My Steps Alone
“There is a road, no simple highway between the dawn and the dark of night.”
At age 17, it had taken me a little longer than most to get my driver’s license. I was hesitant at the thought of driving and comfortable in the roster of rides I had acquired since everyone else had turned sixteen. When I did get my license, I only took the roads. Main roads, back roads, narrow roads, country roads. But definitely not any highways, simple or otherwise.
It’s funny how your actions mirror who you are. I never have taken the easy path to get anywhere and I don’t think I’ll ever want to. What’s so great about simple? Who has ever been happy with easy?
“And if you go, no one may follow. That path is for your steps alone.”
Growing up, Ripple was the song that comforted me. It somehow reassured me that I wasn’t alone. So when I first really heard these lyrics as an adult, I was a bit confused. There’s no comfort in being alone! What about my empty cup that you said would be full again?
But now, here I am very much on my own path. Sure enough, nobody followed. In many ways, I am alone. Somewhere in the past 5 weeks, that became okay. Alone has become comforting and even freeing. This path is mine and mine alone and that makes everything much, much sweeter.
“You who choose to lead must follow, but if you fall, you fall alone.”
I’m okay with falling. Before I left for this trip I asked my mom, “what if I completely fail?” She very wisely told me, “Honey, there is no failing in this.” Or maybe there is, but the point is, it’s okay if I do.
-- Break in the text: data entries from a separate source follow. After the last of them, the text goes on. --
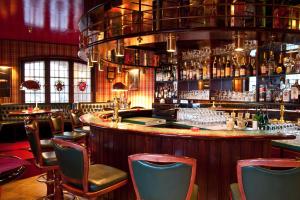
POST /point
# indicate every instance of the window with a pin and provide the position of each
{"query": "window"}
(59, 81)
(82, 83)
(54, 78)
(35, 71)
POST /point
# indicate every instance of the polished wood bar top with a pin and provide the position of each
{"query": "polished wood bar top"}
(95, 120)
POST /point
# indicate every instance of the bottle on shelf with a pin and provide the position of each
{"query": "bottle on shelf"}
(295, 92)
(219, 68)
(214, 75)
(280, 68)
(263, 66)
(243, 68)
(223, 66)
(262, 90)
(286, 93)
(204, 70)
(228, 67)
(271, 64)
(249, 68)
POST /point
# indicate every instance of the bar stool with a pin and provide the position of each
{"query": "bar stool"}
(56, 121)
(280, 180)
(43, 160)
(156, 176)
(81, 178)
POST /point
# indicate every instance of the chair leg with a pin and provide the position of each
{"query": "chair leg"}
(49, 183)
(58, 195)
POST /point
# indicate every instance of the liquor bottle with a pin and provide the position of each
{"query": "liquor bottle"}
(295, 92)
(215, 68)
(184, 71)
(262, 91)
(223, 68)
(269, 92)
(205, 70)
(263, 67)
(253, 64)
(286, 94)
(228, 67)
(243, 68)
(271, 64)
(280, 69)
(249, 70)
(219, 68)
(236, 71)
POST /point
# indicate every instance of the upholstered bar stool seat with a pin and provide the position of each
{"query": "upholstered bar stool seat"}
(85, 129)
(167, 177)
(46, 145)
(72, 135)
(81, 178)
(262, 179)
(103, 176)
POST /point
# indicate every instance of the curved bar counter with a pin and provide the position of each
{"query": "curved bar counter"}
(216, 152)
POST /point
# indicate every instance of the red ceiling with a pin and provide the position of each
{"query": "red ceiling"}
(53, 21)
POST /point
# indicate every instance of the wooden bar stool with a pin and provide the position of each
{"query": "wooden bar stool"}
(56, 121)
(157, 176)
(81, 178)
(260, 179)
(44, 160)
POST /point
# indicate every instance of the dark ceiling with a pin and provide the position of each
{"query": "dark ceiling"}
(53, 21)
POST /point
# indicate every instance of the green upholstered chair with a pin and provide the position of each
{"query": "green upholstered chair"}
(261, 179)
(81, 178)
(44, 160)
(157, 176)
(56, 120)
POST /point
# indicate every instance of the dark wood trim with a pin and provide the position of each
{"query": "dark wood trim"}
(159, 158)
(282, 163)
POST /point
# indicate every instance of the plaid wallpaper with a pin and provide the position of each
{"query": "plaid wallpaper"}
(12, 51)
(141, 97)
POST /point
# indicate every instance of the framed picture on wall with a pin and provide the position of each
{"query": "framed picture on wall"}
(111, 73)
(5, 81)
(133, 79)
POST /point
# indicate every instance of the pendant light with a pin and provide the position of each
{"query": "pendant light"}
(120, 48)
(171, 43)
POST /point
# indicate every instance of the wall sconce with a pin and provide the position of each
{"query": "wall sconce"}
(94, 55)
(119, 69)
(171, 43)
(239, 42)
(120, 48)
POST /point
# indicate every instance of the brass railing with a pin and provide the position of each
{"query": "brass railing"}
(102, 24)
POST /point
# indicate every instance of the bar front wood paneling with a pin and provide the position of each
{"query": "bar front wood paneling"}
(216, 156)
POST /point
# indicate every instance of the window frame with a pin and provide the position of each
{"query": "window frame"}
(47, 60)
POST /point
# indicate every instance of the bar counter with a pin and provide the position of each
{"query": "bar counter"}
(216, 152)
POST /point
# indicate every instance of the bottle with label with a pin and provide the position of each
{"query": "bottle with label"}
(205, 70)
(280, 69)
(295, 92)
(214, 75)
(219, 68)
(243, 68)
(263, 66)
(249, 69)
(228, 67)
(271, 64)
(286, 94)
(262, 91)
(223, 66)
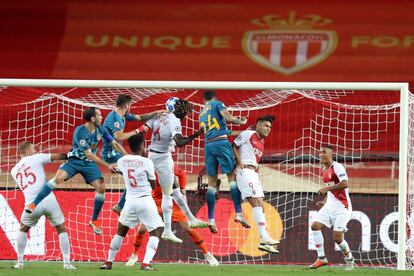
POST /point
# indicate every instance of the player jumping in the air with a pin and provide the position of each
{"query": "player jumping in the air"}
(139, 177)
(336, 208)
(248, 150)
(82, 159)
(166, 134)
(30, 176)
(218, 151)
(177, 216)
(115, 124)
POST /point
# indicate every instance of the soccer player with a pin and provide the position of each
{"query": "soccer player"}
(218, 150)
(336, 208)
(82, 159)
(139, 177)
(30, 176)
(248, 149)
(115, 124)
(177, 216)
(166, 133)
I’m at a time in my life where I’m not afraid of failure. In fact, I welcome it. When I found myself crying in an empty apartment in the middle of Germany, I wasn’t freaked out. I know that as long as I hang on, I’m going to get one hell of an experience out of this. So, I’ll embrace the beautiful times and grit my teeth through the hard times knowing that I’ll come out on the other side.
“If you should stand, then who’s to guide you? If I knew the way, I would take you home.”
It’s okay, I’m not ready to go home.